In the present day my blog here,  Lifetwicetasted, is part of the contemporary world of word-play, as is Twitter,  which I now ‘play’ just a bit.  (For uninitiated  this involves writing something in 140 characters or fewer and posting it on the Twitter site. Then anyone who reads it can respond to it  in 140 characters or fewer. And so on. Anyone can respond to anyone.)

There is a lot of verbal  flotsam and jetsam floating about out there.  But the ones I enjoy are cryptic, punchy, imaginative, speculative, fluid, quick. It’s amazing what you can get into 140 characters.*

I have to say, as a word-junkie, Twittering is fun. I am sure Auntie Mim would have loved it Twitter.

Of course there was  no Twitter in the 1930s and 40s  but Auntie Min was obsessed with this thing called Bullets  - competition with a curious similarity to Twitter a competition in The John Bull Magazine where you had to respond to a prompt and create cryptic associated phrases for the ‘Bullets’ competition. I can’t remember the number of words but it was tight. She  was quite good. She sent them away and  even won at trickle of money prizes now and then.

It seems to me now that she would have loved the mental gymnastics of Twitter. 

So, re-reading the post about Auntie Mim  the first time in some years. I can only speculate whether having two Aunties call Alice  lying there in my subconscious might have generated the name of my heroine in Becoming Alice.
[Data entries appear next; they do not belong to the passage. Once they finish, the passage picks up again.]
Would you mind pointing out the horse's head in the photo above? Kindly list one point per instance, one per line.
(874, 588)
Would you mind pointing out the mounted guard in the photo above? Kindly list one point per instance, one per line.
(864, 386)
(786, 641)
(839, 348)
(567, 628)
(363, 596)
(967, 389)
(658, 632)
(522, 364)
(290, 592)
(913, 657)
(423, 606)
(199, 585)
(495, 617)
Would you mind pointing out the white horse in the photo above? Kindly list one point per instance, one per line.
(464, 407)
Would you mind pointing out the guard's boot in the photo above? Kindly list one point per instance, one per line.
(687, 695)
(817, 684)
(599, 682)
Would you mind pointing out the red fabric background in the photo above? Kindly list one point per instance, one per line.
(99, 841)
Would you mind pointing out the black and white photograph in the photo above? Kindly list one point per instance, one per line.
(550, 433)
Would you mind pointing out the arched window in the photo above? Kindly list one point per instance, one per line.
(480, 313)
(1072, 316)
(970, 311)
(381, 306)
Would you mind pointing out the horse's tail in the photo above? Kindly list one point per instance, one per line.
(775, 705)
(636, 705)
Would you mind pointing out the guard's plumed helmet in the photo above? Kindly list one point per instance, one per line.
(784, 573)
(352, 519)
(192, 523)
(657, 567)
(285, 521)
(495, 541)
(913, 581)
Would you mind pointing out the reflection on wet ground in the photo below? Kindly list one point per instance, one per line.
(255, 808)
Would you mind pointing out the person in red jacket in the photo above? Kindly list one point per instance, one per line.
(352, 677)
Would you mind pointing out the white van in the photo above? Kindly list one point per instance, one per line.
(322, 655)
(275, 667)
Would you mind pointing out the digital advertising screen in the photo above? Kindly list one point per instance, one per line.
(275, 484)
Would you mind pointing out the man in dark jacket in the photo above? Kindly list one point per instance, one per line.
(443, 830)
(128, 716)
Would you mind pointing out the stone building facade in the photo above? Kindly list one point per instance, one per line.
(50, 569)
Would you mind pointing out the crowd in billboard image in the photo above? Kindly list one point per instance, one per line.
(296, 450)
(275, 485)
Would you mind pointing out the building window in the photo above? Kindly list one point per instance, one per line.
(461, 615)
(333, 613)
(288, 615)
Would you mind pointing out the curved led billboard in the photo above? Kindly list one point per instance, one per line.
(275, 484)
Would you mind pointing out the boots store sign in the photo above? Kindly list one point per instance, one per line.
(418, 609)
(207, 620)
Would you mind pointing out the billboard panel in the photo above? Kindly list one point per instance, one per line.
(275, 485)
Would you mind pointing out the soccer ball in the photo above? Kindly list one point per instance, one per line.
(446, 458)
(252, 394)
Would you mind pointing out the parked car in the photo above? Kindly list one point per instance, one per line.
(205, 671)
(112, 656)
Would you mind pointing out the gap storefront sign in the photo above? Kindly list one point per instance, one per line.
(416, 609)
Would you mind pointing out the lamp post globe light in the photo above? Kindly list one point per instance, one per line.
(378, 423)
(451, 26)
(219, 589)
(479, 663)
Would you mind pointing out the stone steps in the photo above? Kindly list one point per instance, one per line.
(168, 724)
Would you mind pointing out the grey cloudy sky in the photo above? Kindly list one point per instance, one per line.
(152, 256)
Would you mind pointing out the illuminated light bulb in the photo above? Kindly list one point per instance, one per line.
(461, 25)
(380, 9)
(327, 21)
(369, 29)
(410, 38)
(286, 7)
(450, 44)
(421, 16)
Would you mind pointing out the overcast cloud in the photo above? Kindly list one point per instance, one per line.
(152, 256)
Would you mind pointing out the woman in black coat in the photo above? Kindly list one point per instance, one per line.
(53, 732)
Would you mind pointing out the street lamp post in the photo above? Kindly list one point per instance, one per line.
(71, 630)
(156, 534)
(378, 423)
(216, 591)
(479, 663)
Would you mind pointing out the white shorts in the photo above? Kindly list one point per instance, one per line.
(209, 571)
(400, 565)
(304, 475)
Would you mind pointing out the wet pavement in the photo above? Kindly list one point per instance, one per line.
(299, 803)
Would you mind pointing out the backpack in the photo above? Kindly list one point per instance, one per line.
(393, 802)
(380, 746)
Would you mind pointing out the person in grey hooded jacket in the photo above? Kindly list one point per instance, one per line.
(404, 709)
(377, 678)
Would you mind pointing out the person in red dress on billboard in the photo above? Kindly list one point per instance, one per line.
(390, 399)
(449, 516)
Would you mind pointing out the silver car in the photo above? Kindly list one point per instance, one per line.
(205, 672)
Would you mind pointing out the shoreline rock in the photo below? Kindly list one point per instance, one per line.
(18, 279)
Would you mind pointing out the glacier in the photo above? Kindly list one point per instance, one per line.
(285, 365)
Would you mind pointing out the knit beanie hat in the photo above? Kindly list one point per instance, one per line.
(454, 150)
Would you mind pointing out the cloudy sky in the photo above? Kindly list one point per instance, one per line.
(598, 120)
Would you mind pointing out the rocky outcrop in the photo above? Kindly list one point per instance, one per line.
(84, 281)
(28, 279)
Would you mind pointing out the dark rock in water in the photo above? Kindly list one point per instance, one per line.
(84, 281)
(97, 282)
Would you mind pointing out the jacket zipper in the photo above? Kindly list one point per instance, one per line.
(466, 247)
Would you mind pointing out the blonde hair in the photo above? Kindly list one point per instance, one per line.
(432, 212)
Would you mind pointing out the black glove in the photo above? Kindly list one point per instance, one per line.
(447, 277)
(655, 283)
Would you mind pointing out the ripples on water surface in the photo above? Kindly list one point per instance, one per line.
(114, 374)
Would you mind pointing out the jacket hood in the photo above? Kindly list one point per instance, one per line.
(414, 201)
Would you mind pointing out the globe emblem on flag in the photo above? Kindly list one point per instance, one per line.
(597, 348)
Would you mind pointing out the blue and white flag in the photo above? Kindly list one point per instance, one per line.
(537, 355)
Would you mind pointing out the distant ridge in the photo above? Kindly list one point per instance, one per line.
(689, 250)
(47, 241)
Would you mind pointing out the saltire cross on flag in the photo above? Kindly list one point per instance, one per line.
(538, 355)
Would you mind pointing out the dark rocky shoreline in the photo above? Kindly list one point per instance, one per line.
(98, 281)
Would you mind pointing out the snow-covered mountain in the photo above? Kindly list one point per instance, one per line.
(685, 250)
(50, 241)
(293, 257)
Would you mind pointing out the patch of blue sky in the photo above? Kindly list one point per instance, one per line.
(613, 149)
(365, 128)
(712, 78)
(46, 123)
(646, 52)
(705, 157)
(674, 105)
There were many kind and interesting responses to my  post about Auntie Mim and the power of Bullets. But here are just two really significant and touching response which really stand out to me eight years later. I will share them here:


Anonymous3 August 2010 at 08:33

‘My father, John Irvine, won the biggest prize ever with a bullet in John Bull, in 1933. The money was 4,000 guineas (the equivalent today of £300,000.) He was a humble joiner in Paisley and with the money he moved with his family (wife and four children) to Troon, bought a bungalow and gave us all an education. He died at the age of 91. His winning bullet - at a time when monuments showing a soldier with a rifle were going up - was "Man with a Gun" (given words), completed by him with "Wasn't Greatest Sculptor's Design". I shall be eternally grateful to the John Bull magazine and to my father for the opportunity they gave us to better our lives.’

 http://img1.blogblog.com/img/blank.gifAnonymous20 November 2010 at 03:57

‘I am one of John Irvine's children mentioned above. I am 81 now and the other three are still alive. Yes, we moved from a Paisley tenement into a Troon bungalow and went to Marr College where we got an excellent education. His winning bullet was considered at the time to be the cleverest there had been.’

That’s the power of words…


      * Afternote


I thought you might be entertained by a few of the tweets I cooked up by me in response to  The other people are highlighted if you want to know what they said…
To @paulmagrs Friendly Whitby ghosts mean I can be there in spirit, writing.
To @nwndirector Alnwick Castle water falls beat all earthly dress, even Phillipa's
To @daneetsteffens Truth is only the first step to understanding perhaps. Or understanding is a precondition for truth, more likely.
To @normblog An old friend of mine had a party to decorate her straw coffin, thus introducing meaning to her funeral - but not yet...
@Adelica Politicians wives wheeled out to order, in the old tradition of the vicar's wife or the wife of that old devil at the manor?